Supposedly as a means to help Filipinos who need various modes of transportation to go from point A to B, even LGBTQIA people in relationships are now allowed to “back-ride” in general community quarantine (GCQ) areas. The catch: They need to provide proof that they are couples or live-in partners.

Photo by Davids Kokainis from Unsplash.com

Supposedly pro-equality, though also highlighting the lack of legal standing of LGBTQIA relationships.

As the Philippines – and the rest of the world, for that matter – enters the “new normal”, and supposedly as a means to help Filipinos who need various modes of transportation to go from point A to B, even LGBTQIA people in relationships are now allowed to “back-ride” in general community quarantine (GCQ) areas. The catch: They need to provide proof that they are couples or live-in partners.

This was announced by Joint Task Force COVID Shield commander Police Lieutenant General Guillermo Eleazar, who stated at the Laging Handa public briefing: “Binanggit ng National Task Force na ito ay para sa married couple and others na live-in partners. So in essence, kung ‘yung ating mga kasamahan sa LGBTQI ay magkasama sa isang bahay at sila naman ay live-in partners, kasama rin sila doon.

He added: “Ang kailangan lamang po ay mga patunay na sila ay nakatira doon sa iisang lugar o iisang address ng iisang bahay para mapatunayan na sila ay magkasama.

And so for couples with both people assigned males or both assigned females at birth, authorities “could consider” their IDs… preferably specifically stating that they live under the same roof.

Sa ngayon, kung nagpatunay lang na meron silang ID doon, ayun po ay kino-consider natin,” Eleazar said.

Since not all co-habiting same-sex couples share the same address, an extra work is necessitated: “Kung makakakuha ng additional certification coming from the barangay, maganda din po ‘yan.”

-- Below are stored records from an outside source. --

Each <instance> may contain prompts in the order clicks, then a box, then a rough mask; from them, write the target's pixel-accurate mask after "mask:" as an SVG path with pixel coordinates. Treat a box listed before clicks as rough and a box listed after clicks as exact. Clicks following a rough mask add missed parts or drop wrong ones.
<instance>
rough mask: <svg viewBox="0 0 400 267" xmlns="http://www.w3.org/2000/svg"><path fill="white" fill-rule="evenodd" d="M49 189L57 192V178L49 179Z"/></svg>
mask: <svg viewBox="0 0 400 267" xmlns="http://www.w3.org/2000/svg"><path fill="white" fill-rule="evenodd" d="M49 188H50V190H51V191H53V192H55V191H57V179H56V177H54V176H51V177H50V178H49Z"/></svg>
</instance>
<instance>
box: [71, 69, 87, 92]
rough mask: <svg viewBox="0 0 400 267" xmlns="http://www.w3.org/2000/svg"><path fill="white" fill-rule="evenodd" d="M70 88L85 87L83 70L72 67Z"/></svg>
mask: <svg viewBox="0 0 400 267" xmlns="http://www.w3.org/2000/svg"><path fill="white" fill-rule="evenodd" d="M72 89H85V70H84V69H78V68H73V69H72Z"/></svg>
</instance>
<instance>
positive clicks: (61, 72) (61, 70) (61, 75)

Aside from highlighting the lack of legal recognition of LGBTQIA relationships in the Philippines, this attempt to allow back-riding is actually criticized – e.g. a barrier is still required between the driver and the back-rider (supposedly to “prevent COVID-19 infection in case some people may take advantage and pretend to be married couples or partners); and only couples are allowed to exclude other people who may actually be also living under the same roof (such as parents and their children).

Tuloy-tuloy lang po ang pag-aaral ng ating TWG (Technical Working Group) ng IATF (Inter-Agency Task Force for the Management of Emerging Infectious Diseases) para ma-improve pa ang sistema na ito para sa kapakanan ng ating mga kababayan,” Eleazar said.